We think their journey is fantastic.  We think their site is fantastic.   We root for them constantly.  We strongly encourage you to check out their website for (a) some insight into what our lives will be like and (b) some great entertainment.   They have done a fantastic and entertaining job of communicating the essentials of what their trip is all about.

This is not to say our journey will be the same.  Obviously, there will be some stark differences (for starters, think Michelin stars vs. McDonald’s).   There are things that I already know that we disagree about (e.g. catamarans vs. monohulls).  But, on balance, I must say that they have been a major inspiration to us and I hope that you will enjoy reading their site as much as we have.   For that matter, I secretly hope that they will enjoy reading our site as much as we have enjoyed reading theirs.  Fair Winds, Ali and Pat!

Route Planning — There’s a Method to It

Posted by: andy

People have asked about how we have planned our route. The answer is pretty simple: we mostly let Jimmy Cornell do it for us.

Cornell’s book “World Cruising Routes” is, more than any other, the one must-have book for the circumnavigating sailor.

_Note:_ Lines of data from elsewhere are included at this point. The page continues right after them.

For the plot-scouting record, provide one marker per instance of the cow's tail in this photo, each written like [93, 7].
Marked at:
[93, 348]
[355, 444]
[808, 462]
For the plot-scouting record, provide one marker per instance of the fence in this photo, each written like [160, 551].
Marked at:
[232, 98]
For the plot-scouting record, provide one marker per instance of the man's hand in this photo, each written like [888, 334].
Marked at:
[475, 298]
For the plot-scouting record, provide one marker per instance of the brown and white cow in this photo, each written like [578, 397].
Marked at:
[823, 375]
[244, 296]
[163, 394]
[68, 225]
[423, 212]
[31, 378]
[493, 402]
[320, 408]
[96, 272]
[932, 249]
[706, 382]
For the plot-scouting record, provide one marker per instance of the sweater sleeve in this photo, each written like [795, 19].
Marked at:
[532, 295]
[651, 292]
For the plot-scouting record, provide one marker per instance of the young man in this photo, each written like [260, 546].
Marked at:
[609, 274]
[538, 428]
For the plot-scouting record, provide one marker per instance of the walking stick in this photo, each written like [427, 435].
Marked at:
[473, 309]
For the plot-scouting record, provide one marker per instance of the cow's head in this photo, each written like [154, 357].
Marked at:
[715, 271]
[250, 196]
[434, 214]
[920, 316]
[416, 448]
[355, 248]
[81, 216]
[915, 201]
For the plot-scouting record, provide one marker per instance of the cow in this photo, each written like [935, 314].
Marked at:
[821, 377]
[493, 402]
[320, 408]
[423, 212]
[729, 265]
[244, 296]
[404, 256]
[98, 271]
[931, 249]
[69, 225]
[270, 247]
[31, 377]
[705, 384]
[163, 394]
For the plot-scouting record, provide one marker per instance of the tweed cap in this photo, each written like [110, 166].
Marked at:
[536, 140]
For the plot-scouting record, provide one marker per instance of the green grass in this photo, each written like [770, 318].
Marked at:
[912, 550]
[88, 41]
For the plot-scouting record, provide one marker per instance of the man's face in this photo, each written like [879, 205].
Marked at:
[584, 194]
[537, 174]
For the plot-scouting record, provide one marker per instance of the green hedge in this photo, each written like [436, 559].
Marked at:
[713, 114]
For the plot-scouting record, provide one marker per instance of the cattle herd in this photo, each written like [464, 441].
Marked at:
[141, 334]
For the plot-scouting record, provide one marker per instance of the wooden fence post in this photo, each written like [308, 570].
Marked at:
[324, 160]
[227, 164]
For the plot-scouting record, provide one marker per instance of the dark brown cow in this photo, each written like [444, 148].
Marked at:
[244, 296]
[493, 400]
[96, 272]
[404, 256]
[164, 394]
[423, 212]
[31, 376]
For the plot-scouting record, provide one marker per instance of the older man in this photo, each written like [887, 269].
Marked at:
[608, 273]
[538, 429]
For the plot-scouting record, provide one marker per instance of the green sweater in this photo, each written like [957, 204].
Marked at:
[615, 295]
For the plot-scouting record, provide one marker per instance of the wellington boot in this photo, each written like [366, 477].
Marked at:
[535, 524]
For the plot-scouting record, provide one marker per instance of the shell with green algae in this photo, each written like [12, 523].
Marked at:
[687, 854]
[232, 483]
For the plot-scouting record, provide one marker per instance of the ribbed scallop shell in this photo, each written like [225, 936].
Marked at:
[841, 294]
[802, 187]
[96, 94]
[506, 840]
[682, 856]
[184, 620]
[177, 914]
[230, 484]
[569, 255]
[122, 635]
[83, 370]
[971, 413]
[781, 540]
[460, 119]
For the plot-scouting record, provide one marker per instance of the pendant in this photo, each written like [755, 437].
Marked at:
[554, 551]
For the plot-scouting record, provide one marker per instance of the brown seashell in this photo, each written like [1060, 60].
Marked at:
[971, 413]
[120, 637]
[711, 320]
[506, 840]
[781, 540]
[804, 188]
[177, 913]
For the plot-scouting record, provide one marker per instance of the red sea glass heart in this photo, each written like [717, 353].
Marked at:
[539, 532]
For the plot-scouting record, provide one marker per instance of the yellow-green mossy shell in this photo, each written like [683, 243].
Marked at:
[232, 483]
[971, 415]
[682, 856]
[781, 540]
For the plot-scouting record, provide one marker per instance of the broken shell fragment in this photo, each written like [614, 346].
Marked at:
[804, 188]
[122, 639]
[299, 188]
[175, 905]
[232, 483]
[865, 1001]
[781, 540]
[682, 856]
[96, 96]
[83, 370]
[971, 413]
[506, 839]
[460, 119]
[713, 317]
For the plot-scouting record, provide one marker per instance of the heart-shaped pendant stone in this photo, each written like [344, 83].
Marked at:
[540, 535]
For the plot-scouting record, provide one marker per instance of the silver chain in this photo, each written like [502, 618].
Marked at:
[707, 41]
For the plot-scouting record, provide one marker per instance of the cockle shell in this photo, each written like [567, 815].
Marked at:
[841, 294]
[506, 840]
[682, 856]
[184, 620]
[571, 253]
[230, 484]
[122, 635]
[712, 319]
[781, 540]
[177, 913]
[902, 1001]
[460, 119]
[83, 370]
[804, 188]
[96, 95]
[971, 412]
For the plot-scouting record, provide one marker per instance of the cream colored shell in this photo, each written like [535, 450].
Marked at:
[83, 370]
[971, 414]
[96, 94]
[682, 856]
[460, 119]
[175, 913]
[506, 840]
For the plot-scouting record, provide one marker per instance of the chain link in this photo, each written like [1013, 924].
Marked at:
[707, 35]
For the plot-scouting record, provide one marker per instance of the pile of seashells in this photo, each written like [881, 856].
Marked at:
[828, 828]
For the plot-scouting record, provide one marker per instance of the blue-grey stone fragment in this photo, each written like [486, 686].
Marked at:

In addition to detailed instructions on how to get from just about every conceivable Point A to just about every conceivable Point B (it’s a big book), it has detailed weather information and suggested circumnavigation plans, which can be tweaked here and there.

The biggest factor involved is that there are certain parts of the world in which you just can’t safely sail during certain parts of the year. The prime reason for this is cyclonic storms (i.e. hurricanes). For example, Atlantic hurricane season officially begins July 1 and ends December 1 (except, of course, on the rare occasion Mother Nature disagrees — last year’s Hurricane Epsilon lasted until December 8 – only the sixth December Hurricane ever recorded). It’s not an accident that we are beginning our journey on December 9. Similarly, South Pacific cyclone season runs from December to March. We’re going to be sure to have the boat in New Zealand – and out of the cyclone belt – by November 15.

Given the prevailing winds (which make sailng westward easier) and the weather patterns, the course and the timing are largely decided for you. Of course, we have to keep our fingers crossed that our ever-warming earth won’t start deviating from the patterns that mariners have relied upon for centuries. Last summer wasn’t particularly encouraging.

If you are wondering to yourself, “Hey, isn’t it hurricane season where their boat is right now?” The answer is yes. We’re checking The Weather Channel every day, hoping to avoid a replay of Summer 2005 and, in our case, especially something like Wilma.

Fortunately, Spectacle is fairly far up the New River, so a hurricane storm surge is unlikely to cause major problems for us . . . but you can bet that we check every single day.